たいてい離婚されたら困るのは女性の方です。社会的、経済的に夫に依存しているからです。だから浮気だってよほどひどくならない限り、目をつぶるでしょう。ただこの女性の場合は

  • 経済的に自立していた
  • 修復を考えつつも離婚のことは常に頭の片隅にあったため、子供を作っていなかった

ため「やれるだけやったから、もういい。これからはもっと幸せになるために頑張ってみようと思う」と離婚に踏み切った勢いがかなりあったほうです。だけどこの夫婦の場合、離婚に向けて彼女の背中を押したのは福利厚生に対する夫の執着でした。

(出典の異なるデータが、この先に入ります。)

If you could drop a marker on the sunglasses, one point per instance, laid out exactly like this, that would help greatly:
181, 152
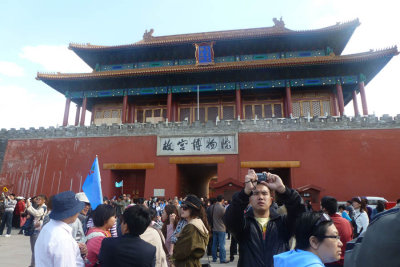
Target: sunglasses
184, 207
323, 218
337, 237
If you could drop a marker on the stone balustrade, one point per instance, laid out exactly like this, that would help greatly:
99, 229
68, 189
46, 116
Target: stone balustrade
223, 126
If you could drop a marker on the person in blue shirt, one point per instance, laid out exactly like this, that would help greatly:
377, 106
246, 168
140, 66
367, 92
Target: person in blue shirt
343, 213
317, 242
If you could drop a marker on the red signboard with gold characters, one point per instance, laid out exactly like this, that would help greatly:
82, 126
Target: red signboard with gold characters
204, 53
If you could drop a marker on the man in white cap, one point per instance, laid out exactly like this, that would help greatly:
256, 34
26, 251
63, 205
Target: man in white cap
55, 245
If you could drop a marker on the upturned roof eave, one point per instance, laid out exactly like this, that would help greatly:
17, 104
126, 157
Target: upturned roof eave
278, 63
214, 36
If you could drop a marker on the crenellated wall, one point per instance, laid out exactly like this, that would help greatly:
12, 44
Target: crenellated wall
229, 126
344, 156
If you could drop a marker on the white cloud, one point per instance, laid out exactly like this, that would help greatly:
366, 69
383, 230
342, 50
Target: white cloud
11, 69
31, 109
54, 58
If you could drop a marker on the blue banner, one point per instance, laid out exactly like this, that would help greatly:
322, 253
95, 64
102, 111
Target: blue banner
120, 184
92, 185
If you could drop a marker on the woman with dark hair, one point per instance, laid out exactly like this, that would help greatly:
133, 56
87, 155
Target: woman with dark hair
103, 219
380, 206
317, 242
193, 239
361, 219
170, 219
38, 211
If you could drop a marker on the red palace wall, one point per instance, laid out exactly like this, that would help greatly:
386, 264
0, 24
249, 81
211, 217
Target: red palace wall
342, 163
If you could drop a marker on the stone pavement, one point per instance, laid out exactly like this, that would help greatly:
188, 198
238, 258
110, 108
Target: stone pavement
15, 251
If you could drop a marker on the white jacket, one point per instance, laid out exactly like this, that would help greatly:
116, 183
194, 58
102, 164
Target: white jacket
362, 220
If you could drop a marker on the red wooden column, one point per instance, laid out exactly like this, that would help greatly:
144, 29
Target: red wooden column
169, 106
355, 104
66, 111
124, 108
363, 98
82, 123
238, 104
78, 111
131, 113
289, 100
92, 117
175, 111
339, 92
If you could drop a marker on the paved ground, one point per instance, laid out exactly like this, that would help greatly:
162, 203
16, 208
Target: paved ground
15, 251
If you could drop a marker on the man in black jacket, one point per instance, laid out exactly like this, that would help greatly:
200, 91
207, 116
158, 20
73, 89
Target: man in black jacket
261, 232
129, 249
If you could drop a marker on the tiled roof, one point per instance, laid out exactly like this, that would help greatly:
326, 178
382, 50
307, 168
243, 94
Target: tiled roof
256, 64
276, 30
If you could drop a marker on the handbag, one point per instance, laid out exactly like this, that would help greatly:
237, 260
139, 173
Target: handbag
207, 264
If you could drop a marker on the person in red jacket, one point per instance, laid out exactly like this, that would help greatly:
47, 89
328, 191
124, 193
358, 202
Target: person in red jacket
19, 210
329, 206
103, 219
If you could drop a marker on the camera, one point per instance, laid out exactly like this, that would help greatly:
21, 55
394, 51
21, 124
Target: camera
262, 177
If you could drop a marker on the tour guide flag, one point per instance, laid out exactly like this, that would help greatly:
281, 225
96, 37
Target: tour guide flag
92, 185
120, 184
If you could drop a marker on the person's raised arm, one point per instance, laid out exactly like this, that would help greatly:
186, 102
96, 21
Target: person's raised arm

「彼は関係を修復したいから一緒に日本に来てくれって言ったけど、実はそうじゃないのよ。彼にとって大切だったのは、愛じゃない。私(=扶養家族)がいることで、与えられるハウジングだって手当てだってより大きくなる。特に日本に駐屯している間はものすごく手当てがいいでしょう。彼にとって大切だったのは、そこなのよ。それをひしひしと感じて、どんどん愛が冷めていった」

 
彼女と語った夜、本音を語るためにお酒の力を借りるは必要ありませんでした。二人ともカフェイン・アディクトということもありますが、コーヒーを飲みながらしんと夜が更けていく中でずっとこんな風に語りました。
その時に聞いた話の中で心に残っている言葉がたくさんあるので、今度ご紹介しようと思いますが、今日は一つだけ。

"I love my husband, but I'm not in love with him anymore."